Amusingly, while rockers seemed to relish their proletariat roots, mods, taking a page from the French satirist Molière, seemed determined to rise beyond their humble working-class station and embrace all things bourgeois. And so it was that motorcycling and suiting were for many years at opposite ends of the style divide. Today, however, and thanks to an all-new generation of enthusiasts, motorcycling has returned the association of two-wheeled speed machines to the pre-second world war period in England when bikes were associated with elegance, wealth and glamour.
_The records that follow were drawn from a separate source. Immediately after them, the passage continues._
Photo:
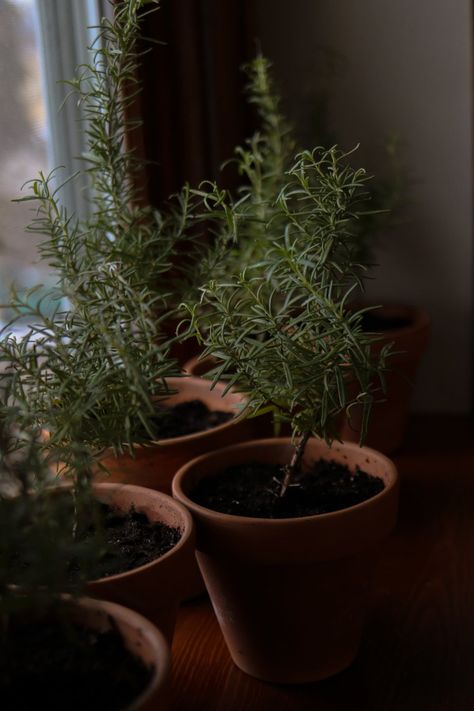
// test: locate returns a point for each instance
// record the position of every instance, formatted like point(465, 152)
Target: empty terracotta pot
point(290, 594)
point(141, 638)
point(389, 419)
point(154, 589)
point(155, 465)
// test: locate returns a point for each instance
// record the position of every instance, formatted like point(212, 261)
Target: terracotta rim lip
point(419, 318)
point(204, 434)
point(154, 637)
point(231, 518)
point(183, 541)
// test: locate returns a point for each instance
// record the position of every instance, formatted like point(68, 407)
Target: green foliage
point(91, 372)
point(281, 328)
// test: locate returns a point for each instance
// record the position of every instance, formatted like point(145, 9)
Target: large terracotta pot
point(155, 465)
point(389, 419)
point(141, 638)
point(290, 594)
point(154, 589)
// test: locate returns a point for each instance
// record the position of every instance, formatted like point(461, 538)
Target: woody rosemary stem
point(292, 469)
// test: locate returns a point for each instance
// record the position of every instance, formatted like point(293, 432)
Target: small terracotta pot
point(154, 589)
point(141, 638)
point(155, 465)
point(389, 419)
point(199, 366)
point(290, 594)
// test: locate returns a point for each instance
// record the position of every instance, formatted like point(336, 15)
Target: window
point(41, 43)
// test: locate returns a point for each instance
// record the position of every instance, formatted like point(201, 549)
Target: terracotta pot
point(290, 594)
point(154, 589)
point(155, 465)
point(389, 418)
point(141, 638)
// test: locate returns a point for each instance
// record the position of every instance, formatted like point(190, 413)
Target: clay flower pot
point(290, 594)
point(389, 419)
point(155, 465)
point(141, 638)
point(154, 589)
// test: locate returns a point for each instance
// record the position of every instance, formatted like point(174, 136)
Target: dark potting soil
point(46, 665)
point(373, 322)
point(186, 418)
point(252, 490)
point(131, 541)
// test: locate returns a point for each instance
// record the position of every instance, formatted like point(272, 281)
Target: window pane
point(24, 142)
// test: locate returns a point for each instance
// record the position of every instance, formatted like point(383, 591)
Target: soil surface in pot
point(48, 665)
point(251, 489)
point(131, 540)
point(373, 322)
point(187, 418)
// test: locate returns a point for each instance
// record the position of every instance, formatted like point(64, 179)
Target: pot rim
point(179, 493)
point(203, 434)
point(186, 534)
point(419, 317)
point(154, 637)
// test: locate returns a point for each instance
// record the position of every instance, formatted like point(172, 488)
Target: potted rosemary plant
point(58, 650)
point(263, 163)
point(100, 370)
point(286, 528)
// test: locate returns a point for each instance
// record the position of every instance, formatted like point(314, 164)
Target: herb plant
point(92, 372)
point(281, 328)
point(38, 528)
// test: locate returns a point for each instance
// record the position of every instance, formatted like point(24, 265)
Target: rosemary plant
point(91, 372)
point(281, 328)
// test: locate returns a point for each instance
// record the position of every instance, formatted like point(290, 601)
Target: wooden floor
point(417, 653)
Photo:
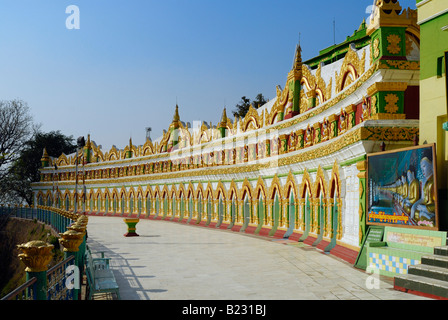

The epistemology of the rebirth of elegance in the motorcycling scene can be traced to several factors. One would be the globally renowned charity rally known as The Distinguished Gentleman’s Ride, which was conceived in 2012 in Sydney, Australia, when founder Mark Hawwa noticed an image of Mad Men’s Don Draper astride a classic Matchless resplendent in a brown mohair suit. He was inspired to “combat the often negative stereotype of men on motorcycles”, and his first ride united 2,500 riders in 64 cities. In 2014, The Distinguished Gentleman’s Ride, which encourages participants to behave in an affable manner, and to ride classic café racers, bobbers or street scramblers, was held in 250 cities on the same day and raised $1.5m for the Prostate Cancer Foundation in the U.K., U.S.A. and Australia. In 2014, Blitz Motorcycles joined forces with Ralph Lauren to created the RRL Riders’ Tour, a celebration of nostalgic heritage wear and tailoring as well as vintage and customised motorcycles.